I am a liver specialist at University of New Mexico in Albuquerque. One afternoon 18 years ago, I walked into my clinic and met a 43-year-old woman who had driven five hours with her two children seeking help. She was diagnosed with hepatitis C eight years earlier. Yet, she was just now seeking treatment.
Her doctor told her that treatment would require her to make at least a dozen trips to Albuquerque over one year, and she could not afford to take the time off work.
Now she was experiencing abdominal pain that interfered with her ability to work, which was why she finally came to see me.
It was too late. She had advanced liver cancer and died five months later. The right knowledge did not exist in the right place at the right time to save her life.
At the time, more than 28,000 New Mexicans were diagnosed with hepatitis C, but less than five percent had received treatment. My clinic had an eight-month waiting list, and many of my patients lived hundreds of miles away. This woman’s story was repeated hundreds of times a year.
That is why I started Project ECHO (Extension for Community Healthcare Outcomes) in 2003 to bring specialist medical knowledge to the communities that need it most. How? By virtually connecting providers in those communities with specialists at medical centers to share knowledge and best practices.
Project ECHO works like this:
Teams of experts at regional medical centers — called “hubs” — use one-to-many videoconferencing to engage with local healthcare providers — the “spokes” — in weekly case-based learning and tele-mentoring. Hub and spokes learn from each another.
This is the heart of the ECHO model. We call it “all teach, all learn.” Starting in 2003, my team and I launched 21 centers of excellence, run by primary care clinicians, to treat hepatitis C in New Mexico’s rural communities. Soon the clinicians had become experts, able to treat their own patients. The wait in my clinic fell from eight months to two weeks.
In 2011, we published a study in the New England Journal of Medicine showing that ECHO-trained primary care providers could treat hepatitis C as effectively as specialists at University of New Mexico. Specialists from around the world reached out to us asking how they could use the ECHO model to democratize their knowledge and support their communities.
Each month, dozens of organizations flew to New Mexico to be trained on the ECHO model. As our trainings grew more and more popular, we knew we needed to expand the opportunities for specialists around the world to join our growing community.
In 2008, we launched a branch office in New Delhi, and by working with government agencies we have begun to expand the acceptance and adoption of the ECHO model as integral to healthcare training across India. In Africa, we have partnered with governments, the WHO African Region office, Africa CDC, and other NGOs to provide care to underserved populations.

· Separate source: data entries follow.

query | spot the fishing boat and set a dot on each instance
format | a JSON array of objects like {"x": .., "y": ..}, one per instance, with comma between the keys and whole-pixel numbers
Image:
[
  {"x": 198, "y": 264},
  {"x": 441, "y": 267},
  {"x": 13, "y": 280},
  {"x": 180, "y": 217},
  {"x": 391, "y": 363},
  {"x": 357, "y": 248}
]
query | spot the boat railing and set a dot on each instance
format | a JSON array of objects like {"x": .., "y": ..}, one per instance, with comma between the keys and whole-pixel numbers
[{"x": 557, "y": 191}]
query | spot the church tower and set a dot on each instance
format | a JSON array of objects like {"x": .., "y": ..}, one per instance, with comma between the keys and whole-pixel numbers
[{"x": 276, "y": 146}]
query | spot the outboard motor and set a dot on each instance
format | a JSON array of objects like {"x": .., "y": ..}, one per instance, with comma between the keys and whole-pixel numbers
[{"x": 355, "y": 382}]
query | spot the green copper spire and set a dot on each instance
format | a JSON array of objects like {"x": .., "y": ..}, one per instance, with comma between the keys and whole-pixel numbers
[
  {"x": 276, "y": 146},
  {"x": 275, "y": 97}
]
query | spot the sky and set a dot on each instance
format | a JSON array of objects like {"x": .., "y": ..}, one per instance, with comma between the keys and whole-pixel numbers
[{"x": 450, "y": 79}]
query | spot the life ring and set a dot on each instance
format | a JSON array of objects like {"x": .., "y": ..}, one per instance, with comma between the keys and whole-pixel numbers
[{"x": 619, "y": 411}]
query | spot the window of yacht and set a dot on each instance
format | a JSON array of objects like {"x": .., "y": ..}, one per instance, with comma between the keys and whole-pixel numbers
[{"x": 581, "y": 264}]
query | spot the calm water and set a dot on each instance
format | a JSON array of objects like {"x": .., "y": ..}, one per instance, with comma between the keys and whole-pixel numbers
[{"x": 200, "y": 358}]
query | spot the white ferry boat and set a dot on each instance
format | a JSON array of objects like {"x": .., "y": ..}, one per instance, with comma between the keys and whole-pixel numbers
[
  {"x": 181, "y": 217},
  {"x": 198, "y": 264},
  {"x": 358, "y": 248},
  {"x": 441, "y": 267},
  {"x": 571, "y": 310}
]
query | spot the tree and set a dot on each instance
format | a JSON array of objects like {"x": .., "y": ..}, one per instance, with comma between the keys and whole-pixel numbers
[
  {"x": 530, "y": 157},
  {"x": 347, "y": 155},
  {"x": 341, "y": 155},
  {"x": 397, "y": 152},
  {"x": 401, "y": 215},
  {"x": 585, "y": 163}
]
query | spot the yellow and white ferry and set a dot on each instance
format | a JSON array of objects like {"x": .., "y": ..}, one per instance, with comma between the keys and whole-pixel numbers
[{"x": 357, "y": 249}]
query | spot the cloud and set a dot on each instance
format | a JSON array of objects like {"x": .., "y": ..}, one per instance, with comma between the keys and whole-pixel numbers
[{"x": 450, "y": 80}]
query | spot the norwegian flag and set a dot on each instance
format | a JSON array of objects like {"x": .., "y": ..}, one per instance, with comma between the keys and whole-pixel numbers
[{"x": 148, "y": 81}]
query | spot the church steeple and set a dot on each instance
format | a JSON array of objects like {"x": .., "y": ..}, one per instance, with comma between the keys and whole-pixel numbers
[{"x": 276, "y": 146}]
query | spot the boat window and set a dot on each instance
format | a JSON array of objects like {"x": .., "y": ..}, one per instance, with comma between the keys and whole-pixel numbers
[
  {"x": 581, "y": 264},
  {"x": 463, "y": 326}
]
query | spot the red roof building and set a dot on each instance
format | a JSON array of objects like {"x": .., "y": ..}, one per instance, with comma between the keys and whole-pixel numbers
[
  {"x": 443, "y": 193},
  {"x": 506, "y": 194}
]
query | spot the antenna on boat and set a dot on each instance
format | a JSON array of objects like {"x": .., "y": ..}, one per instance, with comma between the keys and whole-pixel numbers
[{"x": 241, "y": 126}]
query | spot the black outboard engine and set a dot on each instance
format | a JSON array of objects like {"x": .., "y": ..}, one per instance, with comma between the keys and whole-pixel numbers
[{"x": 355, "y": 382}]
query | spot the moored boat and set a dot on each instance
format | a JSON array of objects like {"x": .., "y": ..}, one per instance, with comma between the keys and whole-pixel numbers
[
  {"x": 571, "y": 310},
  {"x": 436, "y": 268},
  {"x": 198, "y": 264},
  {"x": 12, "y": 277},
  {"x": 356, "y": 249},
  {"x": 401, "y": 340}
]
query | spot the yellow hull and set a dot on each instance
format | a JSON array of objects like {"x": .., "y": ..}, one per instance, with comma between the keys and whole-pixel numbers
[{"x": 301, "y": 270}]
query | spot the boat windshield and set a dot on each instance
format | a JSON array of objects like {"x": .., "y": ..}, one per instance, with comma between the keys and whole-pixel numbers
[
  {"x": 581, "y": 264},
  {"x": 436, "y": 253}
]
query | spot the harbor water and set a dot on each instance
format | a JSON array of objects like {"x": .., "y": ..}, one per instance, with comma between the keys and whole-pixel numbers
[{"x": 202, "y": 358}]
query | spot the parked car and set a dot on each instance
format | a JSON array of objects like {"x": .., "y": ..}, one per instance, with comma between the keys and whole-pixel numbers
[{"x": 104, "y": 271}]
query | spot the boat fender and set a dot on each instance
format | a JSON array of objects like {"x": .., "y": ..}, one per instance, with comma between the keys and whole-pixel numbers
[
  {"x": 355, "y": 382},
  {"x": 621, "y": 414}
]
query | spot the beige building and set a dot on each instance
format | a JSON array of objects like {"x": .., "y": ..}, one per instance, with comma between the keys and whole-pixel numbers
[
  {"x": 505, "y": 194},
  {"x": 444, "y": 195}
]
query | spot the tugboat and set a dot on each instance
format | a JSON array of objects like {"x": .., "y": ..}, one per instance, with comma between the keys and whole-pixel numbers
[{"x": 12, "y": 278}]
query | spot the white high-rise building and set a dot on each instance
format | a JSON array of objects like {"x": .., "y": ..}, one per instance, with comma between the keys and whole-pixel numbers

Now partners in more than 40 countries use the ECHO model for 70-plus conditions and topics. More than 250 peer-reviewed articles demonstrate ECHO’s impact on providers, patients, and populations. Over the past six months, hundreds of thousands of providers in 158 countries have been tele-mentored on COVID-19 preparedness and response through ECHO programs.
Despite our growing community, we know that millions die because, like my patient 18 years ago, the right knowledge does not exist in the right place at the right time.
Our mission is to support care teams around the world as they care for their patients. For our 100&Change proposal, we are focused on meeting the challenge of the moment by democratizing expertise in the fight against COVID-19 and in expanding ECHO’s communities of practice throughout Africa and building our networks in India.